I have no proof of this, but am certain that some evil marmoset has moved into my throat and nasal cavity, and alternates scratching the hell out of my throat with steel wool and filling my head with cotton balls so I can neither breathe nor think.
I've been dosing myself with massive pots of pomegranate tea and fistfuls of whatever psedo-meth-containing "daytime" medicine for various ailments promises to keep me from falling over while I attempt to prepare to start my new job on Monday. This has the side effect of making everything slightly shiny and certainly brighter than it is in reality, and has driven me to eye the chairs I purchased in a Nebraska thrift store last weekend with a malevolent gleam in my eye.

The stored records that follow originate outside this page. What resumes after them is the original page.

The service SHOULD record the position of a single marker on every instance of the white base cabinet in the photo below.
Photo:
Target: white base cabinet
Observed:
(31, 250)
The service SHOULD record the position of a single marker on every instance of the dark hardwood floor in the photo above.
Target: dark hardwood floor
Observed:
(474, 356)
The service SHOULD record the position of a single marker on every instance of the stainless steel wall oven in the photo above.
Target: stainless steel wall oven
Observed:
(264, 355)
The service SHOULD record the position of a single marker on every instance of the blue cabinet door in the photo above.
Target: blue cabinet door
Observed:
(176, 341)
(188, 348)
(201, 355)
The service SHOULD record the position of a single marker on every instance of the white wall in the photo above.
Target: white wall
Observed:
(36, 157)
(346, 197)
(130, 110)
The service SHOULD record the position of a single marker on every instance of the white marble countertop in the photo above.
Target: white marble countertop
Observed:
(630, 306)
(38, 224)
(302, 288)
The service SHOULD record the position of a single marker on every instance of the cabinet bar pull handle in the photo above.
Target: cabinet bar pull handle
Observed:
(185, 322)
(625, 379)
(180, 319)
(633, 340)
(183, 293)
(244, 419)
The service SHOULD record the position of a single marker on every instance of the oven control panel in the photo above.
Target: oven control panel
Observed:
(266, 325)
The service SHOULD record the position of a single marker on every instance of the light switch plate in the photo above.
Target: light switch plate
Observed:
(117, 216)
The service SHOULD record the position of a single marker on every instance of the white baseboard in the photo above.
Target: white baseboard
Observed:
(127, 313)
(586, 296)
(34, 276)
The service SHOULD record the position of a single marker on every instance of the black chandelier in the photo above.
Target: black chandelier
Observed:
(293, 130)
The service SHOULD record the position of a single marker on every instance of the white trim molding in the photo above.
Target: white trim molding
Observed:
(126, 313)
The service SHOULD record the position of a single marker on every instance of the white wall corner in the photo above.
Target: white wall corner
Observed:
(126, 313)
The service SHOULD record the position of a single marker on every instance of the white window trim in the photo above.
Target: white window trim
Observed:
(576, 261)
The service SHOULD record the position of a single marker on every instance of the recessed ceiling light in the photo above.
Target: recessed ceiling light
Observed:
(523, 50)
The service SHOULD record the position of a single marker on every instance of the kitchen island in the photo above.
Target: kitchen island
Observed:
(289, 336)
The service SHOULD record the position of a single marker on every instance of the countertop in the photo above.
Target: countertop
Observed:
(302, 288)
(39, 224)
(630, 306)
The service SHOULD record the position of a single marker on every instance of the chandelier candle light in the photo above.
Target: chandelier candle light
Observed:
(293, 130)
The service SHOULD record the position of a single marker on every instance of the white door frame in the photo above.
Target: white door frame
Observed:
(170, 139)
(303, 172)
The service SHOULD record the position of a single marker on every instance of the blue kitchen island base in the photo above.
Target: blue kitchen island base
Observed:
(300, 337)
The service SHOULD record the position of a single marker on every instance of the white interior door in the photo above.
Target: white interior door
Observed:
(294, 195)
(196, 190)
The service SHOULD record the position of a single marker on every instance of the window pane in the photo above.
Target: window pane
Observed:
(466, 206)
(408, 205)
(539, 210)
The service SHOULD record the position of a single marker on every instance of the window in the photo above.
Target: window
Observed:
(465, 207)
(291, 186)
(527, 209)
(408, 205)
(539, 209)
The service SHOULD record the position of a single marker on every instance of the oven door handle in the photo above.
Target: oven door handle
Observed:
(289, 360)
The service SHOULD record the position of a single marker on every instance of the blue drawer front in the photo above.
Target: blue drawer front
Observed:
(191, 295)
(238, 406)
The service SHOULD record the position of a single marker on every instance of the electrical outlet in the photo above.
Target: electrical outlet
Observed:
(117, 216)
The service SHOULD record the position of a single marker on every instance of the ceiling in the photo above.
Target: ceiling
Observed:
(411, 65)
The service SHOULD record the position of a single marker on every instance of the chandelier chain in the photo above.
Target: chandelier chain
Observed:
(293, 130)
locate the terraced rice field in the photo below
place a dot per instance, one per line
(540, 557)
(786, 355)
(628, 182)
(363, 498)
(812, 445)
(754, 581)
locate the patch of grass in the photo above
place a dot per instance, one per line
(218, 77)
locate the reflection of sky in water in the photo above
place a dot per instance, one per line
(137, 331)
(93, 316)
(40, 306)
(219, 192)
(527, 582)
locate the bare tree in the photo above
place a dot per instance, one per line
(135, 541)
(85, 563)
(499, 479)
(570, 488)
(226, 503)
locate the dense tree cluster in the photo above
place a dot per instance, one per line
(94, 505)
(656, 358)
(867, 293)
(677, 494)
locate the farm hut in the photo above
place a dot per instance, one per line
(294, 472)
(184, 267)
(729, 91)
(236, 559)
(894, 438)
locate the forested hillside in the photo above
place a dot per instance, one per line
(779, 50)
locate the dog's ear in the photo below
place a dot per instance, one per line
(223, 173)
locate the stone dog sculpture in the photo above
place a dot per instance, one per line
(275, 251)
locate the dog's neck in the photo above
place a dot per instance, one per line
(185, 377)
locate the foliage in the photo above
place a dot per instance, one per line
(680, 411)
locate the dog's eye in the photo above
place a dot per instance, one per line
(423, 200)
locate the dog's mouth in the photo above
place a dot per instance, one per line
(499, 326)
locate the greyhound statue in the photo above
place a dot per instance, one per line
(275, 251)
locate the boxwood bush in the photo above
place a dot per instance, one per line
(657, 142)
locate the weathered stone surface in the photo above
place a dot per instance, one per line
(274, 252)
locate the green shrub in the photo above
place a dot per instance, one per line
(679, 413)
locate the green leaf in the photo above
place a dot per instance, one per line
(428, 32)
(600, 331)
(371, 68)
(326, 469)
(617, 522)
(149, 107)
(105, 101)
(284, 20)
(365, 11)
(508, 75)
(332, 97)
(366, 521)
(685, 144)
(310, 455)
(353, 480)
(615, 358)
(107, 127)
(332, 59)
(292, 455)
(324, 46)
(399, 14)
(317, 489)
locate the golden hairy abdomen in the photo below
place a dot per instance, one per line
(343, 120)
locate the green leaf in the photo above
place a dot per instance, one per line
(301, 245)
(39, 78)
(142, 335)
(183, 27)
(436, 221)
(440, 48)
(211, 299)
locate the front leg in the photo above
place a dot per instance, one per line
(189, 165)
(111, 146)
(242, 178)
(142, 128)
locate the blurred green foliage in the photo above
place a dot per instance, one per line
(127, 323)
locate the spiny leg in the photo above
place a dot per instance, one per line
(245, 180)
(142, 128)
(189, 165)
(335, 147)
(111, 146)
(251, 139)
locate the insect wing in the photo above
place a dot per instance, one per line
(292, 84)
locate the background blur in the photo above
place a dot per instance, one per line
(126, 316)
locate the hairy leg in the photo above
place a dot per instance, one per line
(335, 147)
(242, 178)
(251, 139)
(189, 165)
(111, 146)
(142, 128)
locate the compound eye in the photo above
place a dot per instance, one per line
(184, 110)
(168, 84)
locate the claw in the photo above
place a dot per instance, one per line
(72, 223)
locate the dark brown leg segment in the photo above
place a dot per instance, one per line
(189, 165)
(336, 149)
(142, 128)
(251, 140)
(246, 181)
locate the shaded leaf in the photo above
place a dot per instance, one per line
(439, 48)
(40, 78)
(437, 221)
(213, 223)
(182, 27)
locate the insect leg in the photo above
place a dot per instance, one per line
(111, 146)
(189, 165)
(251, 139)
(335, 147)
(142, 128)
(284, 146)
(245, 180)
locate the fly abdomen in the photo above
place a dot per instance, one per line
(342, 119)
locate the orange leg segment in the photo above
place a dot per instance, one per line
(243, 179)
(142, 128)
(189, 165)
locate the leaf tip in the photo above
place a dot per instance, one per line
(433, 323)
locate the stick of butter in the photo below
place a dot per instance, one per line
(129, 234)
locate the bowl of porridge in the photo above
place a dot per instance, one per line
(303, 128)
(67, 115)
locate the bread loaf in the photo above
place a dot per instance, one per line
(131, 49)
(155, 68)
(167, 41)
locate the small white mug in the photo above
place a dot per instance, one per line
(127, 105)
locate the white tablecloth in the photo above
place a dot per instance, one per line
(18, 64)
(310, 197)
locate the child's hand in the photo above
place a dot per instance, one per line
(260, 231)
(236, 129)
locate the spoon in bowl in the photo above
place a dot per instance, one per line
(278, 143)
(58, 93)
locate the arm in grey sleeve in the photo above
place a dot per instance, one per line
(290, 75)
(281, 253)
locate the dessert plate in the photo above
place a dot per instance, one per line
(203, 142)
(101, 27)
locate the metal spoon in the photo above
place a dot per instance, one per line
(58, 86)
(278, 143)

In Lincoln, I scored a set of two vintage Gunlocke wooden armchairs for next-to-nothing, and after convincing the skeptical salesman that yes, I could fit two armchairs into a Honda Civic, I schlepped them all the way home to Chicago.
Why were they so cheap?
1) there seems to be little market for this sort of thing in Nebraska, so no one banks on being able to get top dollar for their used furniture, and
2) my god, that vinyl seat covering is ugly. If it had been leather, I'd have left it alone, but the shiny plasticky vinyl eats at my brain.
I have a heavy-duty staple gun and a yard of charcoal wool, however. These things, in my This Is Your Brain On Lots of Cold & Sinus Meds head, meant it was time to reupholster. Apparently, it worked.